Large-scale network analysis reveals the sequence space architecture of antibody repertoires | Nature Communications

Mouse dataset

The dataset analyzed was produced as described by Greiff et al.21. Briefly, murine B-cell populations of pre-B cells (pBC, IgM, bone marrow, ≈7.5 × 105 cells/mouse, c-kit–CD19+IgM–CD25+PI–), naïve follicular B cells (nBC, IgM, spleen, ≈1 × 106 cells/mouse, CD138–CD19+IgD2+IgM+CD232+CD21+PI–), and memory plasma cells (PC, IgG, bone marrow, ≈9 × 104 cells/mouse, CD138+CD22–MHCII–CD19–IgM–PI–) were sorted using fluorescence-activated cell sorting (FACS) from C57BL/6 J mice unimmunized (n = 5) or prime-boost immunized with alum-precipitated antigens: nitrophenylacetyl-conjugated hen egg lysozyme (NP-HEL, n = 5), ovalbumin (OVA, n = 5) or Hepatitis B virus surface antigen (HBsAg, n = 4). Following total RNA extraction, full-length antibody variable heavy chain (VDJ) libraries were generated by a two-step PCR process, as described previously54. Libraries were sequenced using the Illumina MiSeq (2 × 300 bp) platform. Mean Phred-scores of raw data were ≥30. Approximate paired-end reads (full-length VDJ) were: pBC ≈ 5 × 106 reads (untreated n = 1,666,407, NP-HEL n = 2,306,769, OVA n = 2,337,876 and HBsAg n = 2 330 505 sequencing reads), nBC ≈ 10 × 106 reads (untreated n = 6 487 616, NP-HEL n = 4 157 887, OVA n = 4 245 486 and HBsAg n = 6,076,876 sequencing reads) and PC ≈ 4 × 106 reads (untreated n = 188 440, NP-HEL n = 125 118, OVA n = 194,003, and HBsAg n = 121,382 sequencing reads)21. The experimental design of the study minimized technological (sequence undersampling) and biological undersampling (cell undersampling) as explained in depth in a previous publication21.

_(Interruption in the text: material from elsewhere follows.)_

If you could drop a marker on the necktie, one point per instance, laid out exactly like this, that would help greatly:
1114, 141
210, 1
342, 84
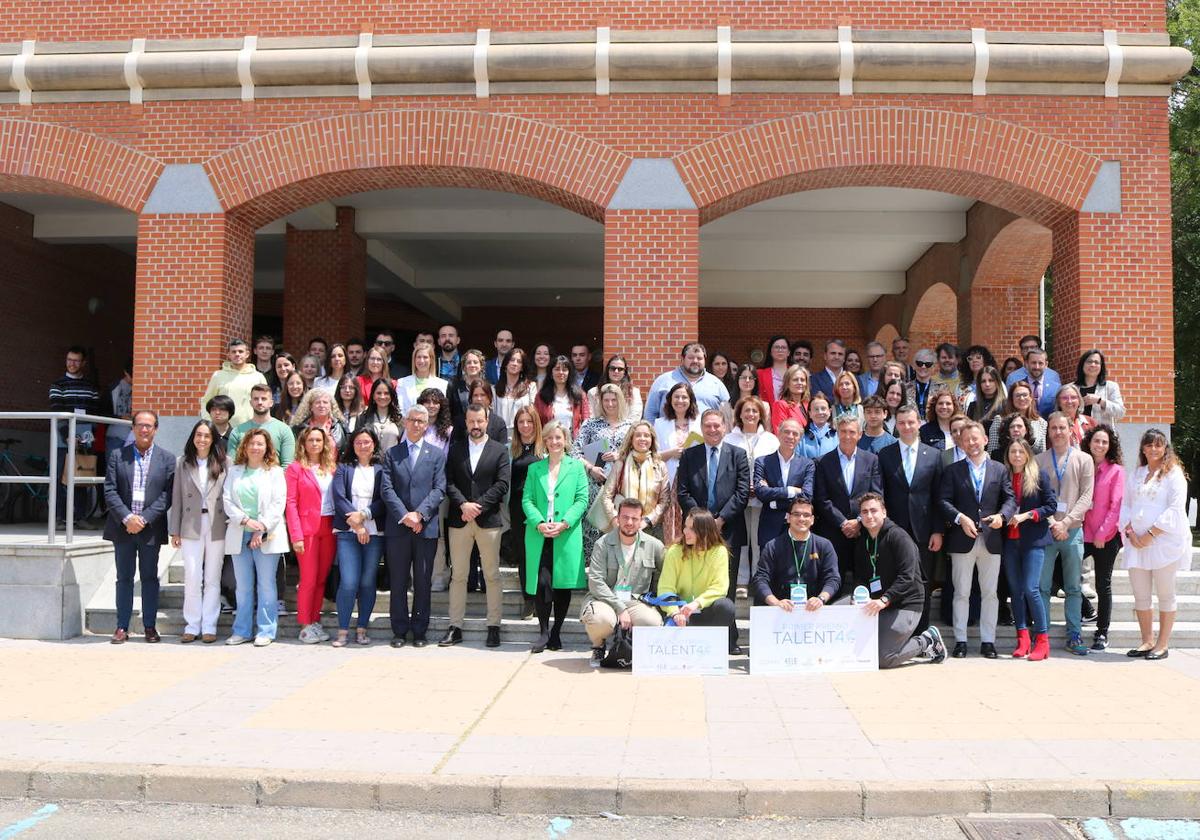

Data preprocessing and CDR3 clonal analysis

Antibody read sequences have been preprocessed and VDJ annotated with MiXCR55 and further filtered to retain only those sequences that had CDR3 length ≥4 a.a. and occurred more than once in each CDR3 repertoire data set (Supplementary Fig. 1a). Clones were defined by 100% a.a. sequence identity of CDR3 regions. CDR3 regions were defined by MiXCR according to the nomenclature of the Immunogenetics Database (IMGT)56. Unique mean CDR3 a.a. clones analyzed for pBC cohorts were untreated n = 152,859, NP-HEL n = 185,128, OVA n = 188,971 and HBsAg n = 159,546; nBC untreated n = 424 940, NP-HEL n = 395 048, OVA n = 330 466 and HBsAg n = 440 834; PC untreated n = 143, NP-HEL n = 156, OVA n = 154 and HBsAg n = 132.

Human dataset

Sequencing data of naïve and memory B cells from three healthy human donors were published by DeWitt et al.20 and downloaded already preprocessed from http://datadryad.org/resource/doi:10.5061/dryad.35ks2. The dataset contains 2–4 × 107 naïve B-cells and 1.5–2 × 107 memory B-cells for each donor. Unique CDR3 a.a. clones analyzed were D1-M n = 2,305,669, D2-M n = 1,836,019, D3-M n = 3,127,059 for memory B cells and D1-Na n = 6 187 146, D1-Nb n = 5,716,124, D2-N n = 4,408,661, and D3-N n = 6,348,502 for naïve B cells (Supplementary Table 3). After alignment and preprocessing, we constructed large-scale networks from unique CDR3 of ≈6 million nodes.

Network construction

To construct networks (graphs), a sparse triangle matrix of pairwise Levenshtein distances (LD) between CDR3s must first be computed. For small samples (up to 100,000 unique CDR3 sequences) such a calculation is relatively fast on a single computer. However, due to the N2 complexity of required calculations, computing the pairwise matrix for samples of >100,000 unique CDR3 sequences becomes prohibitively expensive. To perform these computations, we developed software that utilizes the Apache Spark (2) distributed computing framework to partition the work among a cluster of many machines (Supplementary Fig. 1b). We chose specifically Apache Spark because (i) its deployment is very flexible with regard to underlying computing infrastructure and (ii) for similarity layers LD>1, the networks become extremely large and difficult to process. When two sequences were similar within a defined threshold (Levenshtein distance, LD = 1–12), they were connected in the repertoire network (i.e., similarities of 1 a.a. differences were captured in similarity layer 1, LD1, 2 a.a. in LD2 and so on). In these cases, our package can take advantage of the Spark Graph Frames distributed graph library57, which allows scaling to even larger samples with millions of sequences (Supplementary Fig. 1c). With this approach we were able to compute the distance matrices for large samples (>100,000 unique CDR3 sequences) within minutes (Supplementary Fig. 1b. c).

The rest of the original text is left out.